Check out the opening paragraph:
It is almost impossible to overstate the chaos [but you’re going to have a go, aren’t you, Stephen?] which has engulfed the Labour Party in the past week. The Blairites are openly attacking the Chancellor. The Brownites are ranting against the Prime Minister. The Labour Party itself, caught in the middle, is being spun around from pillar to post without an anchor.
Apparently we are all “rubber neckers at the scene of a car crash”, the Blair Brown spat has reached such a “crescendo of intensity”—no: “a level of passion”—that “the Government itself is near to being out of control”. Blair and Brown have “stared at the precipice”, the “glue has finally come unstuck”, they won’t “bite their tongues” any more.
Look at Blair’s “deliberate act of provocation”. Their “courtiers” had been “let off a part of their leashes” [huh?], and then “reigned [sic] in”; now they are “going full pelt at each others’ throats”. A “string of stories” “have [sic] emanated” from the the Blairites. Things are “incendiary”! The atmosphere is “febrile”! (And that same atmosphere is somehow being “played out”.) The speculation is “wild”! “The rumour mill is [wait for it] in full swing”! Apparently the Pension Commission is recommending, er, “a huge increase in public money” [WTF?]
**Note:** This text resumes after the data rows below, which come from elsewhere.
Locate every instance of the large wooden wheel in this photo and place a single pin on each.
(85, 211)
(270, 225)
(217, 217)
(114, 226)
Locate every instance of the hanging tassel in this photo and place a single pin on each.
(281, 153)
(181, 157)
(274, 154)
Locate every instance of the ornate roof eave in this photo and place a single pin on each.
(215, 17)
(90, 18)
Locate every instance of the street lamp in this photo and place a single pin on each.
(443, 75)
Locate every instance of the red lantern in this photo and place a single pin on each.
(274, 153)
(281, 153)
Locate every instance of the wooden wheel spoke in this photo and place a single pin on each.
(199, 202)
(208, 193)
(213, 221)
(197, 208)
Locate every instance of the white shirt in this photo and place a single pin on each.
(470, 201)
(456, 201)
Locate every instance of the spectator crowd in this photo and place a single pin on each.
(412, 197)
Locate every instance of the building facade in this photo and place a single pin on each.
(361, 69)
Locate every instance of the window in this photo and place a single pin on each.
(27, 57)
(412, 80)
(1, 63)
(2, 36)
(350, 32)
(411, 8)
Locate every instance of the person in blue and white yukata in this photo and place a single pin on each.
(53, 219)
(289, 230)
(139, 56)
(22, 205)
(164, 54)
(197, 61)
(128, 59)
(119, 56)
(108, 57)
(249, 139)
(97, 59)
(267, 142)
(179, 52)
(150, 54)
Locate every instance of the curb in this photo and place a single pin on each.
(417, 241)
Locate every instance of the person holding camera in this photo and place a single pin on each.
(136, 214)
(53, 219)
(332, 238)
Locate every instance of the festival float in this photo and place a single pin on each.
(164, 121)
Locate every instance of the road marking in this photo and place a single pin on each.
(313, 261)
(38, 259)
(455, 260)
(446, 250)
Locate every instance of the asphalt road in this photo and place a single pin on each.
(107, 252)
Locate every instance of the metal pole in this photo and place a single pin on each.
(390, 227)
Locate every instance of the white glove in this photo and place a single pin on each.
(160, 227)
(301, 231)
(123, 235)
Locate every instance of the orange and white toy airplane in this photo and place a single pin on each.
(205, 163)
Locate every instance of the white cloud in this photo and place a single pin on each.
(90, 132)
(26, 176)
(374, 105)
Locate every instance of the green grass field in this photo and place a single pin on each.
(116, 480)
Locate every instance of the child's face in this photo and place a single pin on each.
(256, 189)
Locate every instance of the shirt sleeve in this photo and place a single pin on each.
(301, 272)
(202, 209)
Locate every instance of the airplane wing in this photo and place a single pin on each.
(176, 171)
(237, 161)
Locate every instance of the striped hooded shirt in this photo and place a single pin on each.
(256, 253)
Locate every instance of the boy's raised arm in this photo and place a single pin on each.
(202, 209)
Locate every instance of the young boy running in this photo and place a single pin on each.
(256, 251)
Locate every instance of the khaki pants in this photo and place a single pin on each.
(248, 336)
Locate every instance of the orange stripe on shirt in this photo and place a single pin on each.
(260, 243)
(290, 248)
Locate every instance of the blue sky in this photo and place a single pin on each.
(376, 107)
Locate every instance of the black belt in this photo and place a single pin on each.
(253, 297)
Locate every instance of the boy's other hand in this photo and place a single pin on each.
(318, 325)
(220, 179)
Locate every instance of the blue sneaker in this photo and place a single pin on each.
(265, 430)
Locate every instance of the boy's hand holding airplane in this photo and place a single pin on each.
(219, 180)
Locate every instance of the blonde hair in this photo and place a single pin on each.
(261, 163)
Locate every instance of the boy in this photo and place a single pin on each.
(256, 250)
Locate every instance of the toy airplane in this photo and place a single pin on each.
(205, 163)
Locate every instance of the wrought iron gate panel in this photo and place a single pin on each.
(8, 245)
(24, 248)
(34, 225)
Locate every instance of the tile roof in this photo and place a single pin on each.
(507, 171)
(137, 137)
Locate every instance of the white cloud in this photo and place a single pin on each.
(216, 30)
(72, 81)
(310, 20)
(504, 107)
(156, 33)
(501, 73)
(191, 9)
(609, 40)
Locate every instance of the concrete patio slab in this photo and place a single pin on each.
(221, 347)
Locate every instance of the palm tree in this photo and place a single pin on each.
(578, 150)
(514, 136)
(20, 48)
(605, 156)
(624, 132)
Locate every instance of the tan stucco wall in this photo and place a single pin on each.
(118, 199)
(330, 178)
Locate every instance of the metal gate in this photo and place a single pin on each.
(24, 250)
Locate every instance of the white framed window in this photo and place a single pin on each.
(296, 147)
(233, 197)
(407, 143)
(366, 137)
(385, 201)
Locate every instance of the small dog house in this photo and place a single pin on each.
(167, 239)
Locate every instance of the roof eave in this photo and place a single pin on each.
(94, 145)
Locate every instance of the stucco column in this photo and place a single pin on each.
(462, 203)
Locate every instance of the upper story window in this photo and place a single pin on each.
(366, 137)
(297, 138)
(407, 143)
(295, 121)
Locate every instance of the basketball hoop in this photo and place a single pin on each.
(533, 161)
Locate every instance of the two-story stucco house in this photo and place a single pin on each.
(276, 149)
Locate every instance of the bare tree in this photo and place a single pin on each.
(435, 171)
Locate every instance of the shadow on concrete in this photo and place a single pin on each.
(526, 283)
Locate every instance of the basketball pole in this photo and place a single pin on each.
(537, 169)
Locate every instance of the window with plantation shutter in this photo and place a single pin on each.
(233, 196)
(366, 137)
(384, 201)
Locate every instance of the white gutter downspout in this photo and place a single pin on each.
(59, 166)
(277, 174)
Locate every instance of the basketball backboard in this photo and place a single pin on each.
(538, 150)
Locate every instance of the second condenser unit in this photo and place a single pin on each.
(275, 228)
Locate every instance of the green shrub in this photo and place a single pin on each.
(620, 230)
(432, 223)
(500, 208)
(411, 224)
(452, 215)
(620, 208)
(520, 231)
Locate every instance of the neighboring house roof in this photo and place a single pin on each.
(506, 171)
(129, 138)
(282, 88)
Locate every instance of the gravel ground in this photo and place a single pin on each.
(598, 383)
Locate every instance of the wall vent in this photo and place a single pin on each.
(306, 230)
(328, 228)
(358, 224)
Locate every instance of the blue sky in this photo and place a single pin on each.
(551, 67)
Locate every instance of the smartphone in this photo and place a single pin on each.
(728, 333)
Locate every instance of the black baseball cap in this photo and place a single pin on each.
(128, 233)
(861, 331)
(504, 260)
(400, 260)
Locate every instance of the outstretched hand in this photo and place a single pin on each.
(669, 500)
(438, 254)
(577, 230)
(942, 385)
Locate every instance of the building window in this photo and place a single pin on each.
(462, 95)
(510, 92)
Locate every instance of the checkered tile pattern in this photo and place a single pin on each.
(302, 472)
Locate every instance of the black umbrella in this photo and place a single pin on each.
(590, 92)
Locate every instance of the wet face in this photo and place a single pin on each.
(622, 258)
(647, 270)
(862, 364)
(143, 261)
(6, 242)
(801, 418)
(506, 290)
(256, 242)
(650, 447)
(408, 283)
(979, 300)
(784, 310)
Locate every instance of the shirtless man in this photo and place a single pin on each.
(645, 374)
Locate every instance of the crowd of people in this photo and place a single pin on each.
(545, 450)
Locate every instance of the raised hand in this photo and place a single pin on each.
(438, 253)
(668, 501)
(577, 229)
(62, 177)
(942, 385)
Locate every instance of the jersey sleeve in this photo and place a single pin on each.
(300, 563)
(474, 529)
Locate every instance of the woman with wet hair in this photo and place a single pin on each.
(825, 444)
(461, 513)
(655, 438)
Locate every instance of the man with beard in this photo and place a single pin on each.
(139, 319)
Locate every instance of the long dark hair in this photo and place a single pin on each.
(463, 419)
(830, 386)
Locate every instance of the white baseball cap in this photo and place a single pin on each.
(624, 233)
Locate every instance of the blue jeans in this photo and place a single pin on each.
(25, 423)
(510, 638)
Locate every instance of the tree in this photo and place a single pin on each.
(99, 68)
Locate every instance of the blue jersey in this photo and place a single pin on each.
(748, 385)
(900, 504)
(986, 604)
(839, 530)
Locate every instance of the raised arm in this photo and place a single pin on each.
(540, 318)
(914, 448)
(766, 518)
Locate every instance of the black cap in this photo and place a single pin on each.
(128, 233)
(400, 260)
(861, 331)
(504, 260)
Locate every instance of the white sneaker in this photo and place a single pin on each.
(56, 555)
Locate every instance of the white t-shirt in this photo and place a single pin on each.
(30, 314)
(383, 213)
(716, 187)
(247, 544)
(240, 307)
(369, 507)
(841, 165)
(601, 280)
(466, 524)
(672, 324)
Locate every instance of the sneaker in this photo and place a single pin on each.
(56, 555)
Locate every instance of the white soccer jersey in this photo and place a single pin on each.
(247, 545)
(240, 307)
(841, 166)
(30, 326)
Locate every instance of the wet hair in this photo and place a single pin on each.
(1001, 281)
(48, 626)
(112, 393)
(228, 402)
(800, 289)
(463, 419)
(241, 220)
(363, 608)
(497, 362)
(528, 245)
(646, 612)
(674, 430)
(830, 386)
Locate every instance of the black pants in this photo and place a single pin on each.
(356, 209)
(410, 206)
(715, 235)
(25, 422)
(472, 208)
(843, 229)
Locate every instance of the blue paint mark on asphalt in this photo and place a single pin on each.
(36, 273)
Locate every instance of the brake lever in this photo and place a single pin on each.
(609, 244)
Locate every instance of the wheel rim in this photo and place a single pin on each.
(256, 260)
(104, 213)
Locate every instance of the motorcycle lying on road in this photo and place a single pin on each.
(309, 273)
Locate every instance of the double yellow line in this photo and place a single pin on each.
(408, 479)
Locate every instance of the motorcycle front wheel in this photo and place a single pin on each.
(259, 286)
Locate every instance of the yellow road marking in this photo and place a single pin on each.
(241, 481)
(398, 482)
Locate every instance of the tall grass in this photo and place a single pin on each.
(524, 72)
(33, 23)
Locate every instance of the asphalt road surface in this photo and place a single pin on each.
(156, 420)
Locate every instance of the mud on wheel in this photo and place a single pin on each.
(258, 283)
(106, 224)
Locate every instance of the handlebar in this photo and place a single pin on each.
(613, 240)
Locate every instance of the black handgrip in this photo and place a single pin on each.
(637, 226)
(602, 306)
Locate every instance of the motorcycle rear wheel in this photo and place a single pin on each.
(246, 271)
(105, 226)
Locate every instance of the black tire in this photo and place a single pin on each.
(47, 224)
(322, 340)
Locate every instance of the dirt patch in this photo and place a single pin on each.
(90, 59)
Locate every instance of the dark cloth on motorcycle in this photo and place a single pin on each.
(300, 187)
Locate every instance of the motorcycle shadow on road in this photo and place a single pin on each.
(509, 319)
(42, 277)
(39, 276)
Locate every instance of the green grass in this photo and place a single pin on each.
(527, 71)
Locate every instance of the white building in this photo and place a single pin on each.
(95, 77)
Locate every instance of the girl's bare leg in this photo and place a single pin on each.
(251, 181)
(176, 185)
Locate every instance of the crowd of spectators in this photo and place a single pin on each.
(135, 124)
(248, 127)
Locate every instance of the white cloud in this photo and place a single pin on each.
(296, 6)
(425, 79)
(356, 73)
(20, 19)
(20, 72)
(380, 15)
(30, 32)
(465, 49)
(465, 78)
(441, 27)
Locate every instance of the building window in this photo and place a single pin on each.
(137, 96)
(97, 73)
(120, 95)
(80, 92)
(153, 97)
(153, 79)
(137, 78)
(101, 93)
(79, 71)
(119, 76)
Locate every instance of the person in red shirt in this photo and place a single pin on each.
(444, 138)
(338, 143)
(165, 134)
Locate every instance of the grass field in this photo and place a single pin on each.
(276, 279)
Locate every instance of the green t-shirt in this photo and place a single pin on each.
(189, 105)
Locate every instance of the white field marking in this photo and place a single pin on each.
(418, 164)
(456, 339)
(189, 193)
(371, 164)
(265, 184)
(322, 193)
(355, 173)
But that’s not all! “A new battlefront has emerged”. “Britain’s future prosperity is at stake.” Never fear! Stephen has the solution:
That is why this festering feud must now be resolved. Mr Blair is a busted flush, unable to pass the legislation he claims he is in office to secure.
The time has come for him to step aside and let Mr Brown get on with things his way – for good or ill.
Christ, Stephen, I wish I could get paid by the Mail for turning in that sort of copy. Maybe it is a parody. Go on, you can tell us. You couldn’t have written this crap with a straight face, could you?
I’m off to buy some gold now before the uncontrollable lack of control of a government utterly out of control finally precipitates an inevitable and uncontrollable run on Sterling.